Friday 5 November 2010

Duralex


This news just in: throw away that Paris goblet (see 15 September) and that crystal toilet bowl (see 21 September) so beloved of PK. The answer to all your drinking needs is (of course!) the Duralex Picardie range of glassware. Why has it taken me so long to acquire a pack of these miraculous tumblers? Was it some residual shame at those years of schoolboy smuttiness (Durex, ha ha, we had thousands of things in the school dining hall)? Was it lack of opportunity? Was it simple laziness?


Almost certainly the last. But when I found a Picardie 6-pack in a surprisingly snotty little shop in town, I knew that Destiny had sounded its trumpet and I had to get my fix of these stupendous vessels. So I bought an inital half-dozen, and the effect is every bit as magical as I'd anticipated. Any beverage tastes better - orange juice, tapwater, whisky - while wines of all complexions are at last given that proper stage on which to express themselves.
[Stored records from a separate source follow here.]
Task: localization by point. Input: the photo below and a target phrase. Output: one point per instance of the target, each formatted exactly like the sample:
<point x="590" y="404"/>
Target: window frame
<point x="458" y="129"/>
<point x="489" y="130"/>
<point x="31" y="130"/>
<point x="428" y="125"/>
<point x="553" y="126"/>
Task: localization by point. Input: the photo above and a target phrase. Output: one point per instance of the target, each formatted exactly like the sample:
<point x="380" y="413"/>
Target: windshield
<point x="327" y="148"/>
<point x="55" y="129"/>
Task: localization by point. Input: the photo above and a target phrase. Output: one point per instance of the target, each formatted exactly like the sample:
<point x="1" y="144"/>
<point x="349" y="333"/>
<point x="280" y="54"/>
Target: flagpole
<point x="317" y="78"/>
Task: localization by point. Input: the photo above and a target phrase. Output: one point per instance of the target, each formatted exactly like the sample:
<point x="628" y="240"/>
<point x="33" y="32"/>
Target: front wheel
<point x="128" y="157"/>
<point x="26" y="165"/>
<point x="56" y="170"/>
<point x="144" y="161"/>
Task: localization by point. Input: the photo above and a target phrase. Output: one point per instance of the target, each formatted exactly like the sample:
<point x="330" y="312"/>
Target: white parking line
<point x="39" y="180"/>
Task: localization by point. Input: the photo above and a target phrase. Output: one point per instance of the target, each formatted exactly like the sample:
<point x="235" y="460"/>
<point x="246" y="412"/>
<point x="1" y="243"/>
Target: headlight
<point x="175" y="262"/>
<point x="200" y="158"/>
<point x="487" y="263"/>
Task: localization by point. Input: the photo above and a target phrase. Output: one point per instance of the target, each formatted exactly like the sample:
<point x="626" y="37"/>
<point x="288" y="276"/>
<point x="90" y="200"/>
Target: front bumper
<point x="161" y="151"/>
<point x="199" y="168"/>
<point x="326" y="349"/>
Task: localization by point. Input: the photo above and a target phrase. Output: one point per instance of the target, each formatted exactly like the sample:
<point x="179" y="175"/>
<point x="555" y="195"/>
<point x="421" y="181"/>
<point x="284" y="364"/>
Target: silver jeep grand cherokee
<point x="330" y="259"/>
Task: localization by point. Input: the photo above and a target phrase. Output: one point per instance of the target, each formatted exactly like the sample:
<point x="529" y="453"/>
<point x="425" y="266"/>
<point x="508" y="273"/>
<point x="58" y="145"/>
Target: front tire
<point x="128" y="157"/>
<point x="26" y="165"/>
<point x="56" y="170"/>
The secret of Duralex's success? It's a tripartite strategy. 1) The faceted shape of the glass ensures plenty of flattish surfaces to press your sweating fingers against, thus ensuring a firm, steady, comforting grip at all times 2) The 16 cl version holds just the right amount for this writer, a couple of good swigs or four decorous sips before needing a refill 3) It is virtually unbreakable, so if you chance to put it woozily too close to edge of the table, or just let go of the thing altogether, no harm done. Thus it penetrates the essence of the relationship between glass and drinker, which demands reassurance: the drink is precious, the pleasure is momentary and contingent, the dignity of the drinker is vulnerable, the situation is highly charged. The glass has to be not only an extension of one's senses, but at the same time provide confirmation of a differentiated, tangible reality standing apart from human uncertainties. The Picardie is as close to perfect as I can imagine and once again, the French (cf the cubi) have found the answer to a question we English are scarcely aware of.
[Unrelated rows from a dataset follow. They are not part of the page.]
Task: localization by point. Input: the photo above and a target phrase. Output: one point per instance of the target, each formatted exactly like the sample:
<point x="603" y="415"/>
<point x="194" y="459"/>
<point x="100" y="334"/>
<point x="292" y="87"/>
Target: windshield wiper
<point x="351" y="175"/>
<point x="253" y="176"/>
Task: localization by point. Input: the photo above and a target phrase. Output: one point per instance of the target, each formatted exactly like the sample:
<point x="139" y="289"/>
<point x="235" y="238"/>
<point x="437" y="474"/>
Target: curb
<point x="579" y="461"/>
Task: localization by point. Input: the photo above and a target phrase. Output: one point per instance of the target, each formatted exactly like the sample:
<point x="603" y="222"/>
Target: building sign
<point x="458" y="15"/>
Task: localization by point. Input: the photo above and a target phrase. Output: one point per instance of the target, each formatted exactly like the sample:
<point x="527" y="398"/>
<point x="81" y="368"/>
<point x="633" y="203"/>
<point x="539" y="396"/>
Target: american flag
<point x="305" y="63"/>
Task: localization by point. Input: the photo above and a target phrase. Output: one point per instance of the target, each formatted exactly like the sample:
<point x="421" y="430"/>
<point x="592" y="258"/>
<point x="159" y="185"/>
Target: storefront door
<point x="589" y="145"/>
In other news: the notoriety of Sediment has grown to the extent that when we had some people over for supper, one of them brought a bottle of wine whose identity had been concealed by a thick sheet of paper, and invited me as a so-called wine blogger to make an intelligent guess at its provenance. I stabbed wildly at South America, turned out it was Italy: an extremely suave red called Le Volte, whose terrifying purchase price our guest would not reveal. Anyway, what did he expect? My ignorance is fathomless, and growing magically deeper with time.
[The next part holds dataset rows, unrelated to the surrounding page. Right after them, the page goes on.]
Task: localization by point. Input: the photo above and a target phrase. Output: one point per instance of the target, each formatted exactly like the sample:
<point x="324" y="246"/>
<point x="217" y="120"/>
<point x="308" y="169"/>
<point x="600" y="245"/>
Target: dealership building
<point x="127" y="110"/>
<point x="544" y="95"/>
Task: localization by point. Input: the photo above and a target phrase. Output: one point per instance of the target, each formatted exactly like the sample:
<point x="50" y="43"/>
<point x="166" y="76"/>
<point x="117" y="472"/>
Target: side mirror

And finally: I served up some of that Azzuriz stuff that PK critiqued (see 6 July) largely as the result of this same fathomless ignorance. I saw it in the supermarket, was dully hypnotised by it until I remembered that PK had done a number on it, but was quite unable to remember whether he'd liked it or not. Paid over the odds, dished the stuff up, strong chemical blast to the back of the throat, not unpleasant, but not worth £8, not by a mile. What a mug.